Yangyi Zhang¹Fei Zhang²Xingyi Shen³Maoyuan Ni³Jiayi Zhang³Shunling Zhang³Jingwen Lin³Zhaoyang Yang^3*Huangwei Lei^3*

• ¹Guangzhou University of Chinese Medicine, Guangzhou, China
• ²Gannan Medical University, Ganzhou, China
• ³Fujian University of Traditional Chinese Medicine, Fuzhou, China

Background: A critical need exists for objective biomarkers and novel therapeutic targets in major depressive disorder (MDD). Although dysfunction in mitochondrial immunometabolism is implicated in MDD, the specific causal genes suitable for clinical translation remain largely unidentified. This study aimed to bridge this gap by identifying mitochondria-related genes that have a causal impact on MDD risk through their expression in specific immune cells. Methods: We integrated multi-omics data with machine learning to pinpoint key mitochondria-related energy metabolism genes (MEMRGs) linked to immune cell infiltration, assessed via ssGSEA and CIBERSORT algorithms. Cell-type-specific two-sample Mendelian randomization (MR) was employed to evaluate causal relationships between gene expression and MDD risk.
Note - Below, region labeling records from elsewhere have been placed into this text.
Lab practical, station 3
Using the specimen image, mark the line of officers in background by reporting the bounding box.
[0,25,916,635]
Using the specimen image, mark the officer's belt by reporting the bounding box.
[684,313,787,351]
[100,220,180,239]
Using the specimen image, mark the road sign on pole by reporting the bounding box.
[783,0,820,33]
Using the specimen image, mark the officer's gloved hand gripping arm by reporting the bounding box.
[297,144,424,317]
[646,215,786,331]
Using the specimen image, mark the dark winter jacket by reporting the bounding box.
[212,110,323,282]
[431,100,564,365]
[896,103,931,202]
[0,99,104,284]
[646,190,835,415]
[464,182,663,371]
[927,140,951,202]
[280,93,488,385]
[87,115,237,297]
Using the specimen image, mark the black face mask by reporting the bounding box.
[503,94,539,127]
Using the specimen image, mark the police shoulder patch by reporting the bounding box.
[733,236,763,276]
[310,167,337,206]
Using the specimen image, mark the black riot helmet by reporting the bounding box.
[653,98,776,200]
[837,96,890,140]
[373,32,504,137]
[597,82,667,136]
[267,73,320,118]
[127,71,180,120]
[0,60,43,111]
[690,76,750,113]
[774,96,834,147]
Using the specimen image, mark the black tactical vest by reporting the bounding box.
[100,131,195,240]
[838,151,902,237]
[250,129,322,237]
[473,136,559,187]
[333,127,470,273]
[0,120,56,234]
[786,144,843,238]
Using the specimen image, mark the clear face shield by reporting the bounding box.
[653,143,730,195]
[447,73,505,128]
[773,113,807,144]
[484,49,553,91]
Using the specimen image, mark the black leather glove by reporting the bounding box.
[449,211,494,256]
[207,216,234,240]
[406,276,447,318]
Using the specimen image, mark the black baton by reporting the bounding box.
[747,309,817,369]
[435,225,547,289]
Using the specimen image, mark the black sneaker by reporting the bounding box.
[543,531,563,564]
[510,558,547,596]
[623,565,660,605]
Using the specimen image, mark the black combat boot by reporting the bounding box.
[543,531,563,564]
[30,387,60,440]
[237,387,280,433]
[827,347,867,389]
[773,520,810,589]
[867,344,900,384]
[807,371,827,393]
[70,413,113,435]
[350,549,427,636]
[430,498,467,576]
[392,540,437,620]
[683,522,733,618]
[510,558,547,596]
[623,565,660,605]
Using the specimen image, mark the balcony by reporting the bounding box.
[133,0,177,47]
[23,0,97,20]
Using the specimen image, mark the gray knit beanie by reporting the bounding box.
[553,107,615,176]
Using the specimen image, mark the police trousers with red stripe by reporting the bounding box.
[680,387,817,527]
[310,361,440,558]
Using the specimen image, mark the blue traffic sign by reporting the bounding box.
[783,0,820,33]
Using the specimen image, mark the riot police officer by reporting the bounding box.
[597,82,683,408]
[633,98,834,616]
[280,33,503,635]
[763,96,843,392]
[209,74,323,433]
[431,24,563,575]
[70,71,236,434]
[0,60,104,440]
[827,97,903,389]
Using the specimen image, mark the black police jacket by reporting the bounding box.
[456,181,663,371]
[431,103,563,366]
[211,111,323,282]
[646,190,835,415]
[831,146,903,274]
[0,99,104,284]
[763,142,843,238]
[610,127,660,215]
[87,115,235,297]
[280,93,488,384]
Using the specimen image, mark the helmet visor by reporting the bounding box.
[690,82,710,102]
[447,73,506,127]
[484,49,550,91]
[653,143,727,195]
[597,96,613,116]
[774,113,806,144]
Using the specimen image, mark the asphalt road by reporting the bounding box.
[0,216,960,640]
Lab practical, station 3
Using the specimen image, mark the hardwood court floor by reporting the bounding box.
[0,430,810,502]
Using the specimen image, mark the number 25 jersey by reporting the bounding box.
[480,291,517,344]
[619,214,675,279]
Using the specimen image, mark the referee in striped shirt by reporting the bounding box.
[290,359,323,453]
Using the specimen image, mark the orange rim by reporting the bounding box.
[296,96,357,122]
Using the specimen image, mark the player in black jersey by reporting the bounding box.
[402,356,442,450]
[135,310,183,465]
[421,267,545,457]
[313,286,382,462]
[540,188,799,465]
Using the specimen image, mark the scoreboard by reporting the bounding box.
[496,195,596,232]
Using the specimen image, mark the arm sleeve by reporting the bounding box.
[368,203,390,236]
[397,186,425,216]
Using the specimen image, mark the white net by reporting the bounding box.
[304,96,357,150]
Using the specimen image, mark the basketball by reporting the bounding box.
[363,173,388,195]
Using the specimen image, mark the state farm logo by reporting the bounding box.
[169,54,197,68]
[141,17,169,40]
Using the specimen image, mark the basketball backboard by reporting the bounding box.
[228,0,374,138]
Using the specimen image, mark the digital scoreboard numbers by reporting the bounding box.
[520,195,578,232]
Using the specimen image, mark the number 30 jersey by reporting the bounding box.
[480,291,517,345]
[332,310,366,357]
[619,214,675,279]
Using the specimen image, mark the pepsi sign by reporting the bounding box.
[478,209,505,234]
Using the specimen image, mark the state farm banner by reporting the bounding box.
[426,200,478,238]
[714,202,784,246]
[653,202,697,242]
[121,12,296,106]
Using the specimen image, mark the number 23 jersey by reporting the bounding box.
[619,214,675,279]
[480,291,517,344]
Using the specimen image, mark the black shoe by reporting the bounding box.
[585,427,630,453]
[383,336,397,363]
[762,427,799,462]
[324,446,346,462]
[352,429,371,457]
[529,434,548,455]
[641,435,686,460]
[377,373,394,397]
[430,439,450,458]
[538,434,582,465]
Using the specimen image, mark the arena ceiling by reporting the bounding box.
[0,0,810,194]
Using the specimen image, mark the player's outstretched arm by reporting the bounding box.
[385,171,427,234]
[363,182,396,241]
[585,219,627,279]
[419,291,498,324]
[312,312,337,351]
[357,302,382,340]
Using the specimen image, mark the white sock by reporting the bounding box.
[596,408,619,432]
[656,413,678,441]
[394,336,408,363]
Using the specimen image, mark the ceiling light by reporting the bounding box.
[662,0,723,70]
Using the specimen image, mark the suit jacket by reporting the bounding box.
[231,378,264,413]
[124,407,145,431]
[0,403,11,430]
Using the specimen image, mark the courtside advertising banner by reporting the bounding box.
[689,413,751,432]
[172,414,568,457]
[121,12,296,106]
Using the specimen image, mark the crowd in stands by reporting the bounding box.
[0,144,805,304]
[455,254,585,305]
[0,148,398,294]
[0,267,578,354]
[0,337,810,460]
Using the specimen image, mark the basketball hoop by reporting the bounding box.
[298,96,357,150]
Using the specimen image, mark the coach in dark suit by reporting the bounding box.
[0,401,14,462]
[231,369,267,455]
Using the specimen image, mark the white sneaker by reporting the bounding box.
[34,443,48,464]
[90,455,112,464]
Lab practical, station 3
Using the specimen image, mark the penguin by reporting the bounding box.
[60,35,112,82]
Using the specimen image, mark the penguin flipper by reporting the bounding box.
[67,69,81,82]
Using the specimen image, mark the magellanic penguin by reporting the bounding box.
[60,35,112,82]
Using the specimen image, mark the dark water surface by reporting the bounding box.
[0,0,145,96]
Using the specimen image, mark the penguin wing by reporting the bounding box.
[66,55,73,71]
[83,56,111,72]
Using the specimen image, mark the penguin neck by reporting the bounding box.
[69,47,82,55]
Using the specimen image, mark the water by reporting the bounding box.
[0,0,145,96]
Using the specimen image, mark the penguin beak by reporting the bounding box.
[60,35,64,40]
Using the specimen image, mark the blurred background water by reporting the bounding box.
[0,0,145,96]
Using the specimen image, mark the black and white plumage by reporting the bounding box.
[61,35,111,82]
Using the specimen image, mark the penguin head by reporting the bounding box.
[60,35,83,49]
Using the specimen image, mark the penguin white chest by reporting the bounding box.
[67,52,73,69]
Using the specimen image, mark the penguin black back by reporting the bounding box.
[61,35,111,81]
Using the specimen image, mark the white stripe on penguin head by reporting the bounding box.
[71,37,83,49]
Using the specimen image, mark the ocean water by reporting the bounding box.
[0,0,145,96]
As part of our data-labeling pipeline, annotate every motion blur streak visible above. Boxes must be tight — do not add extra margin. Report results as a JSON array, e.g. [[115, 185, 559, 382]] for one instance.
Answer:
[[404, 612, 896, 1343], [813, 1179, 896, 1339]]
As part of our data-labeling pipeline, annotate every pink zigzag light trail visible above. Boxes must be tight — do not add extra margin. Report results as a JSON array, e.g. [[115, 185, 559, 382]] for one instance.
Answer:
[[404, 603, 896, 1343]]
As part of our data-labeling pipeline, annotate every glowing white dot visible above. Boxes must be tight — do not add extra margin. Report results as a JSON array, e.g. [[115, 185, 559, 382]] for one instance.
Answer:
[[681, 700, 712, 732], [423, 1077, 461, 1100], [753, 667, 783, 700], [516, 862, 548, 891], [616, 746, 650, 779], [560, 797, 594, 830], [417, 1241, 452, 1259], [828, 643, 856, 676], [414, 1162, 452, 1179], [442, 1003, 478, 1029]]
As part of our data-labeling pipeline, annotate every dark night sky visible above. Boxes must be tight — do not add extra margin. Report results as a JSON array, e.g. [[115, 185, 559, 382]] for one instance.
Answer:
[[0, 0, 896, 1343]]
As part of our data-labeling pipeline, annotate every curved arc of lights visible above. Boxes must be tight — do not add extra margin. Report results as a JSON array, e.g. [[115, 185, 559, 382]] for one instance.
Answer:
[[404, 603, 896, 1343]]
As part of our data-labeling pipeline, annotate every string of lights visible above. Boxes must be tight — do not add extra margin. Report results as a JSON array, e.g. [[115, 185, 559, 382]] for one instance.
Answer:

Findings were validated in a chronic unpredictable mild stress (CUMS) rat model. Results: Our analysis identified five genes—HK2, NDUFS4, NEU1, SOD1, and UCP2— whose expression in distinct immune populations had significant causal effects on MDD risk. Notably, HK2, NDUFS4, and NEU1 were identified as protective factors, while UCP2 and SOD1 were risk factors in specific cell types. The clinical relevance of this panel was supported by its diagnostic performance in an independent cohort, and the upregulation of the principal risk gene, UCP2, was confirmed in the hippocampus of CUMS rats. Conclusion: This study provides robust genetic evidence establishing a causal link between the expression of specific mitochondrial genes in immune cells and the risk of MDD. By prioritizing UCP2, SOD1, HK2, NDUFS4, and NEU1, our findings highlight novel, immune-mediated pathways in depression and nominate promising targets for future diagnosis and therapeutic intervention.